I really want to like it, it’s just so _easy_, publish a little webpage with your metrics and Prometheus takes care of the rest. Lovely.

But I often find that the cardinality of the data is substantially lower than even the defaults of alternatives (influxdb has 1s and even Zabbix has 5s).

Not to mention the lost writes (missing data points) which have no logged explanation.

All of this, however, was in my homelab, which, while unconstrained in resources lacks a lot of the fit and finish of a prod system.

I also take pause with the architecture; it’s not meant to scale. It’s written on the tin so it’s not like I’m picking fault, but when you’re building a dashboard that sucks in data from 25 different Prometheus data sources, it becomes difficult to run functions like SUM(), because the keys may be out of sync causing some really ugly and inaccurate representations of data.

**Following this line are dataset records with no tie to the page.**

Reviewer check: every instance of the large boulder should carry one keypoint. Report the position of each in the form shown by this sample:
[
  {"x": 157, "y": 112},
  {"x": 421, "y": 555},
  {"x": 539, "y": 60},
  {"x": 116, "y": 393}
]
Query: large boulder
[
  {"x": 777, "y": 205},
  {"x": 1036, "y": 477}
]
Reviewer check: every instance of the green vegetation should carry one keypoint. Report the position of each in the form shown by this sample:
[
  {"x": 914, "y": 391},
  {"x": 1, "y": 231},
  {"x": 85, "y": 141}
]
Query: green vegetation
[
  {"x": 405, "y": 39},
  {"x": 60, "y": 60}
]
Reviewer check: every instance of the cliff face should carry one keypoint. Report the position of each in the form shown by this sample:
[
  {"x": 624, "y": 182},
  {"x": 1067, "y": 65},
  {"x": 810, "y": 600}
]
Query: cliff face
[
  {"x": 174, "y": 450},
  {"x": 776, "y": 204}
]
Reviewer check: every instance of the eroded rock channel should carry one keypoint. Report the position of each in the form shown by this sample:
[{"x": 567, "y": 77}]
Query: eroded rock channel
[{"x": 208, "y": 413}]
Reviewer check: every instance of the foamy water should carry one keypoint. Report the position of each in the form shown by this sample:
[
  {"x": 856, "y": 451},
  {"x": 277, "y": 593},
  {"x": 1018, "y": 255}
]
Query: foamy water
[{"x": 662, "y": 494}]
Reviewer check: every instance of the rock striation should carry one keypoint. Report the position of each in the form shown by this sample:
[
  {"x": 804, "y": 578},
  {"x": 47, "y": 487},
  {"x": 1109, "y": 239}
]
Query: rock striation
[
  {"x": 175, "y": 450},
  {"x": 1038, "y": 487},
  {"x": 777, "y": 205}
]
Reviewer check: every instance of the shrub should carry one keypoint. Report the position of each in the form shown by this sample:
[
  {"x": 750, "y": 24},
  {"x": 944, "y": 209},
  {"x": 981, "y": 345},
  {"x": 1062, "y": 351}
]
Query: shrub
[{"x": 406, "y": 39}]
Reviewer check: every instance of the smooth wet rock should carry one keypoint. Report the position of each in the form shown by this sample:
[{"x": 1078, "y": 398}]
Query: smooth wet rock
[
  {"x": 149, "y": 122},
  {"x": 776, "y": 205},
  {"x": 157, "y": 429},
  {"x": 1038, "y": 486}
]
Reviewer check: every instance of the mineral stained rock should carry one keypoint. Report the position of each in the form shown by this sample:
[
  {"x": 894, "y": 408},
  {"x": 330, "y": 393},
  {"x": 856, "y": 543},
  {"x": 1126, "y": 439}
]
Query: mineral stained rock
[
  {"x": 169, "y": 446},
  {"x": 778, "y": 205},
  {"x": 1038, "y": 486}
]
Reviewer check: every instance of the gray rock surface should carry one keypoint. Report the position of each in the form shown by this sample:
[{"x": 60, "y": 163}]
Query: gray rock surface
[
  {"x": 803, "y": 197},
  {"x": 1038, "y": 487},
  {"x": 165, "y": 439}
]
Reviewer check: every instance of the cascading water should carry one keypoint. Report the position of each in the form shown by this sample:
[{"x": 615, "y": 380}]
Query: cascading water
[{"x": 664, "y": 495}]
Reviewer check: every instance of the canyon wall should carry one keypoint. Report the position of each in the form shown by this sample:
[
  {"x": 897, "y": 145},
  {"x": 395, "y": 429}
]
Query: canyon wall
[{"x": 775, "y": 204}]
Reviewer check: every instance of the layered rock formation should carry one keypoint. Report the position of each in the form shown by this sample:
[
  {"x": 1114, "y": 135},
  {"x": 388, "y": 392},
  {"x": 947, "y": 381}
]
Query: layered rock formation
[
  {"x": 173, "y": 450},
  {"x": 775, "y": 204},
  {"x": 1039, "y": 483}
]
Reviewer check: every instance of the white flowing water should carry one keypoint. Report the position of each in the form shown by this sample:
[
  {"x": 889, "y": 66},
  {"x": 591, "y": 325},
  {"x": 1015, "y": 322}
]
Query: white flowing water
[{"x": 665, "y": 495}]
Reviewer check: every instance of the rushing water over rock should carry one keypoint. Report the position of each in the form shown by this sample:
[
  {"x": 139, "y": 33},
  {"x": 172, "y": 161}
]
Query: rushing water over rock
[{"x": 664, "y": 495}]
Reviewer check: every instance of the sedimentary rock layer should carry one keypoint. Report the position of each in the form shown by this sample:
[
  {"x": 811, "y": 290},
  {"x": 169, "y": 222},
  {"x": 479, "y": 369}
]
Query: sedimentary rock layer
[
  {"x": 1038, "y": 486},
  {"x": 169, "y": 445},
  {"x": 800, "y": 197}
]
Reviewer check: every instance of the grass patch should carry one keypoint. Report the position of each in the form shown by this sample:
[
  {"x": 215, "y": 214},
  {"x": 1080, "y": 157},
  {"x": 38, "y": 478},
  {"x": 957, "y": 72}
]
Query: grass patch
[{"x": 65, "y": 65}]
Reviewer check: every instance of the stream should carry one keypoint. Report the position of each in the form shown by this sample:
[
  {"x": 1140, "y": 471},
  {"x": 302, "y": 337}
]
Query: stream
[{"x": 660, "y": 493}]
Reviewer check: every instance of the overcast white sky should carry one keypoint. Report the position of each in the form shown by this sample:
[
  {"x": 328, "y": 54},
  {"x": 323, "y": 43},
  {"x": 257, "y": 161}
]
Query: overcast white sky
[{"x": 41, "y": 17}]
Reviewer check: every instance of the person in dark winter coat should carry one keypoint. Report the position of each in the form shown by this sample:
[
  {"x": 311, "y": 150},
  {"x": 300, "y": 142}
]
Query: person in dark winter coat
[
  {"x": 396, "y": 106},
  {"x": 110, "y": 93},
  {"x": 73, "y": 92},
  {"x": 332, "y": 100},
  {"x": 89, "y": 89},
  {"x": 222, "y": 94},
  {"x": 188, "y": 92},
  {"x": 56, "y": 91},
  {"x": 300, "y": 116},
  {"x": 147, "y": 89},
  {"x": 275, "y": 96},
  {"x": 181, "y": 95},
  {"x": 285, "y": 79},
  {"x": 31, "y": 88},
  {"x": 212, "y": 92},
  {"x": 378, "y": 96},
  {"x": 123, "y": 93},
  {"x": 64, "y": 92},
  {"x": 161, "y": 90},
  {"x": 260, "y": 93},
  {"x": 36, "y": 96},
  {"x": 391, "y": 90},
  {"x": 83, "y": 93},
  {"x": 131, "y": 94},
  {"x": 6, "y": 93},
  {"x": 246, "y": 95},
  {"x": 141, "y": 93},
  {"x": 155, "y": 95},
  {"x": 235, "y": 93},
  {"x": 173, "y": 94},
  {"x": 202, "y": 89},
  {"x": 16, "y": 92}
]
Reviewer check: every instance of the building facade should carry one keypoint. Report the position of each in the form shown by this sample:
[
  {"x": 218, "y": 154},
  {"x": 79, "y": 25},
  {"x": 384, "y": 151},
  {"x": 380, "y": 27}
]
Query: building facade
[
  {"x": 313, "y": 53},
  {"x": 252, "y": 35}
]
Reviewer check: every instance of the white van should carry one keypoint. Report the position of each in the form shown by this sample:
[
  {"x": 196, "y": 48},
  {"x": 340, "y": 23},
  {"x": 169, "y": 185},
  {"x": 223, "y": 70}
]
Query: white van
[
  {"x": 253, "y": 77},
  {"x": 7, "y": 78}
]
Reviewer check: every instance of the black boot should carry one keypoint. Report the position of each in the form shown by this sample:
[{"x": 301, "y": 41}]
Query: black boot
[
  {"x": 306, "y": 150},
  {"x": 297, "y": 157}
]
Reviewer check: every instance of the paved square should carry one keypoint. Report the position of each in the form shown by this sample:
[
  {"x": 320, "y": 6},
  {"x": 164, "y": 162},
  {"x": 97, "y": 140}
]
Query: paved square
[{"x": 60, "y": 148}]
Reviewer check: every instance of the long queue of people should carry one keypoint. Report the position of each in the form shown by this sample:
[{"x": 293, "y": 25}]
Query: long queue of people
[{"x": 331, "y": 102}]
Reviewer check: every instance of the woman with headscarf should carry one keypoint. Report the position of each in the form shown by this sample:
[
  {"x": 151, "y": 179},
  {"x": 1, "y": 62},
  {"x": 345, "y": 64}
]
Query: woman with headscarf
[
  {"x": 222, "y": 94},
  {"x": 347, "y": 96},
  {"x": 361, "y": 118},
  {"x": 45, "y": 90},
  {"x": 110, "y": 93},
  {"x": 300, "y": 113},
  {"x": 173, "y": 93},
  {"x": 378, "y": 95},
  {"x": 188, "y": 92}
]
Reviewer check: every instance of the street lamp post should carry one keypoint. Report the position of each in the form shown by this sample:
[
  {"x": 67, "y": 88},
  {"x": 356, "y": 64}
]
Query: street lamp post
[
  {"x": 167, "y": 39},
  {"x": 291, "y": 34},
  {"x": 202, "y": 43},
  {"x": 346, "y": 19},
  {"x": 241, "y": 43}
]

Everything about the design (polling, single database) tells me that it was designed primarily to sit alongside something small. It could never handle the tens of millions of data points per second that I ingest(ed) at my (now previous) job.

But it has a lot of hype, and maybe I’m holding it wrong.

Victoriametrics[0] is API-compatible with Prometheus but also a horizontally scalable, distributed and persisting timeseries database (cf influxdb). Together with vmagent it essentially becomes a HA drop-in replacement (almost) for Prometheus.

[0]: https://github.com/VictoriaMetrics/VictoriaMetrics